Okay. On maintenance CapEx, I'm not sure if your question Charles is about maintenance CapEx in Just-Evotec Biologics or maintenance CapEx and shared R&D or combined? So let me just try and touch on a few key themes.

So in terms of Just-Evotec Biologics, maintenance CapEx is still a very capital-intensive industry. Biologics manufacturing is capital intensive and continuous biologics manufacturing is also quite heavy in CapEx. But of course, as we've already said, the main construction of the J.POD 1 and J.POD 2 now are basically complete. So maintenance CapEx and Just-Evotec Biologics is probably in the tens of millions annually just to maintain our technology edge and our investment edge to maintain the very differentiated continuous biologics manufacturing infrastructure. And in terms of the shared R&D segment, most of the capital spending in shared R&D is also for equipment and enhancement in technologies and maintaining our very high-end technology edge in methods of detection in biology technology because biology is a very, very capital-intensive industry. And so most of the capital that we invest in shared R&D is also for technology edge and advantage.

Speaker 4

So is there sort of a group number that if you weren't investing a lot in expanding CapEx what would be the sort of typical annual group CapEx that you need?

So let me bring a bit of color at group level. This year as you know, we have intensive investment on Just-Evotec Biologics with our new site in Toulouse which is a significant share of our investment for Just-Evotec Biologics. On shared R&D, we are more in a maintenance mode. We have already acquired in the past years most of our assets. So we are really much more into maintenance than in building further investment. And as you have seen also, as part of our liquidity optimization, at the moment, we are really, really focusing on CapEx that brings extra value to the company. So investment CapEx versus maintenance CapEx that we are with the support of procurement and the operations, optimizing our efficiency on investing in this area. So still of course doing everything we have to from a maintenance perspective, but heavily shifting investments to the asset that brings the value of the company for the future years. So, if you look at the end of September, about two-thirds of our CapEx are directly driven for future growth, enabling future growth and innovation at company level.

Speaker 4

Thank you very much.

Operator

There are no more questions at this time. I would now like to return the conference back over to Dr. Christian Wojczewski for any closing remarks.

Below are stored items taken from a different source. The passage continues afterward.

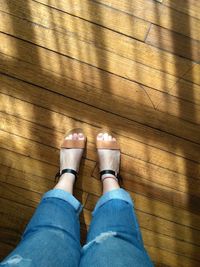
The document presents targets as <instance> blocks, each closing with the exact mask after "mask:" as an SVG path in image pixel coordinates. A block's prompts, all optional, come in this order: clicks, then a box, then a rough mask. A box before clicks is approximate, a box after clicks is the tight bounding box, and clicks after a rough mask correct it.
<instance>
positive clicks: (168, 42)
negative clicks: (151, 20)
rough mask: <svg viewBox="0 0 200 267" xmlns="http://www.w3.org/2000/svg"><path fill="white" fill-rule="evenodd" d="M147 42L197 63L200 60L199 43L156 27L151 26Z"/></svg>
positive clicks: (163, 29) (196, 41)
mask: <svg viewBox="0 0 200 267" xmlns="http://www.w3.org/2000/svg"><path fill="white" fill-rule="evenodd" d="M145 42H146V43H148V44H150V45H153V46H156V47H158V48H160V49H164V50H165V51H168V52H171V53H173V54H176V55H179V56H183V57H185V58H188V59H191V60H194V61H196V62H198V61H199V60H200V42H199V41H196V40H193V39H191V38H189V37H186V36H184V35H181V34H178V33H175V32H173V31H170V30H167V29H164V28H162V27H159V26H156V25H151V28H150V31H149V33H148V35H147V38H146V41H145ZM175 64H176V63H175ZM176 65H177V64H176Z"/></svg>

All right. Thank you, Sachin and also thanks to everyone on the call. It's been a pleasure having you today. As we said, there is definitely a fixed date in the calendar or at least a fixed time window in April where we will go in much more detail, and if there is an opportunity for us to share some stuff earlier, we'll let you know. But for now, I'd like to close the call for today and thank you for participation. Thank you. Have a good day.

Operator

Ladies and gentlemen, the conference is now over. Thank you for choosing Chorus Call and thank you for participating in the conference. You may now disconnect your lines. Goodbye.